Estimate p from sample of two Binomially Distributions

[Scootertaj]

1. Suppose X~B(5,p) and Y~(7,p) independent of X. Sampling once from each population gives x=3,y=5. What is the best (minimum-variance unbiased) estimate of p?

Homework Equations

P(X=x)=\binom{n}{x}p^x(1-p)^{n-x}

The Attempt at a Solution

My idea is that Maximum Likelihood estimators are unbiased, and have asymptotic variance = Cramer-Rao lower bound. Also, C-R lower bound = minimum variance of unbiased estimators.
So, since X and Y independent, X+Y \sim B(5+7,p)=B(12,p)
Thus, can we just compute the likelihood function and take the derivative?
L = \binom{12}{8}p^8(1-p)^4
\frac{dL}{dp} = 8p^7(1-p)^4 - 4p^8(1-p)^3
Thus, p=8/12=2/3

Is that legit?

 

[haruspex]

The method is OK as far as I know (not an expert on unbiased estimators), but I have a problem with this step:

\frac{dL}{dp} = 8p^7(1-p)^4 - 4p^8(1-p)^3
Thus, p=8/12=3/4

That's not what I get by putting dL/dp =0.

 

[Scootertaj]

\frac{dL}{dp} = 8p^7(1-p)^4 - 4p^8(1-p)^3=0
p^7(1-p)^3[8(1-p)]-4p]=0
8-8p-4p=0 ignoring p=0,p=1
8=12p \Rightarrow p=8/12=2/3

Did I miss something?
Note: I screwed up my fraction simplification previously if that's what you meant.

 

[haruspex]

I screwed up my fraction simplification previously if that's what you meant.

Yes.

 

[Ray Vickson]

1. Suppose X~B(5,p) and Y~(7,p) independent of X. Sampling once from each population gives x=3,y=5. What is the best (minimum-variance unbiased) estimate of p?

Homework Equations

P(X=x)=\binom{n}{x}p^x(1-p)^{n-x}

The Attempt at a Solution

My idea is that Maximum Likelihood estimators are unbiased, and have asymptotic variance = Cramer-Rao lower bound. Also, C-R lower bound = minimum variance of unbiased estimators.
So, since X and Y independent, X+Y \sim B(5+7,p)=B(12,p)
Thus, can we just compute the likelihood function and take the derivative?
L = \binom{12}{8}p^8(1-p)^4
\frac{dL}{dp} = 8p^7(1-p)^4 - 4p^8(1-p)^3
Thus, p=8/12=2/3

Is that legit?

I disagree with your expression for L, but agree with the final answer you get later. You only get B(n,p)+B(m,p) = B(n+m,p) when you perform a convolution (that is, sum over all the outcomes for each term). In your case you just have one outcome from each binomial, so you should use
L = {5 \choose 3}p^3(1-p)^2 {7 \choose 5} p^5 (1-p)^2. Of course, this has the form $c p^8(1-p)^4,$ so will give the same result you got.

 

[Scootertaj]

Ahh yes, I thought about that also. It's nice to see I wasn't off-base by considering that way.
Why does it not make statistical sense to use the L I suggested (which is based off the fact that X+Y~B(12,p) ?

 

[Ray Vickson]

Ahh yes, I thought about that also. It's nice to see I wasn't off-base by considering that way.
Why does it not make statistical sense to use the L I suggested (which is based off the fact that X+Y~B(12,p) ?

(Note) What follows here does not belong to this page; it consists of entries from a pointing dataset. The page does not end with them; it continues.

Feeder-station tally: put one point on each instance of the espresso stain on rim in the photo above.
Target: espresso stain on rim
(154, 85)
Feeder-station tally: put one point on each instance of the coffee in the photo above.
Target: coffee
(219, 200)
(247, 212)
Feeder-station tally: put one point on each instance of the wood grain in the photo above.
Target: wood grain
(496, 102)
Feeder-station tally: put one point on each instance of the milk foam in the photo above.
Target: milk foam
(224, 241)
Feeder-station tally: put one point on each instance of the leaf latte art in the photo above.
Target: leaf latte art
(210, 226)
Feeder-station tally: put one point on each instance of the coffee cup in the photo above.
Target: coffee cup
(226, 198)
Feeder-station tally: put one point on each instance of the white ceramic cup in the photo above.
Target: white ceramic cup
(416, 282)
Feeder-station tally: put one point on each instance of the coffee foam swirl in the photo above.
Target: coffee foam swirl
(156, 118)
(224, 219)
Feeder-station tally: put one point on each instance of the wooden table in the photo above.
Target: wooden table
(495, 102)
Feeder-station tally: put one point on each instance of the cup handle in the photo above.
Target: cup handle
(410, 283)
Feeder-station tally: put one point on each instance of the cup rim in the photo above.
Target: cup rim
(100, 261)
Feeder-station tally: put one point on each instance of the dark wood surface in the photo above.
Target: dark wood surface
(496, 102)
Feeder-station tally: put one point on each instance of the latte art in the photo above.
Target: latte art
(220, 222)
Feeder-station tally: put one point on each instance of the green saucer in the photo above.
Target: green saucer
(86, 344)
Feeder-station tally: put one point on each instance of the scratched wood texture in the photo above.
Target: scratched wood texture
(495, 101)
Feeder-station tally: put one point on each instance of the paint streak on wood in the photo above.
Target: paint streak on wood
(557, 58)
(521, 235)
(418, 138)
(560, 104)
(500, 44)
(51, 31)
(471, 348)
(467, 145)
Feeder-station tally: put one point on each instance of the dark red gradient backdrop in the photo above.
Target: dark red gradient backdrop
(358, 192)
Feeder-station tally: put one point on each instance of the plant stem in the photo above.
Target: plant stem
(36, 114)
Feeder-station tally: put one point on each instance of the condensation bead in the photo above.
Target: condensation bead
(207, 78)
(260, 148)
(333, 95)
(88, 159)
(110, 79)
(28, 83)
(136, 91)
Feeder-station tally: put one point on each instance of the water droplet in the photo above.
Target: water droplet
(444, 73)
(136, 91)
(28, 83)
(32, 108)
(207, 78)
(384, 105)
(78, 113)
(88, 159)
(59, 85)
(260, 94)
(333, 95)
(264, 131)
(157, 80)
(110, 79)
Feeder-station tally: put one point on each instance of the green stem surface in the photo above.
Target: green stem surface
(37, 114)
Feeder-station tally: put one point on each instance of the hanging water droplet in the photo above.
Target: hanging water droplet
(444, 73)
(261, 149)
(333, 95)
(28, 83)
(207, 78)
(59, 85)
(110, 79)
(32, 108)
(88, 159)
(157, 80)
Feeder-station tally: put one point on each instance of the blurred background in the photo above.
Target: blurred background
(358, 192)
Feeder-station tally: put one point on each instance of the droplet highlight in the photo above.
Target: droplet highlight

I already gave the explanation, although it was very brief. I mean that P(X+Y=8) = P(X=1,Y=7) + P(X=2,Y=6) + P(X=3,Y=5) + P(X=4,Y=4)+ P(X=5,Y=3), a sum of 5 terms, but you have only the term P(X=3,Y=5). Each separate term has p^8 * (1-p)^4, but with different coefficients.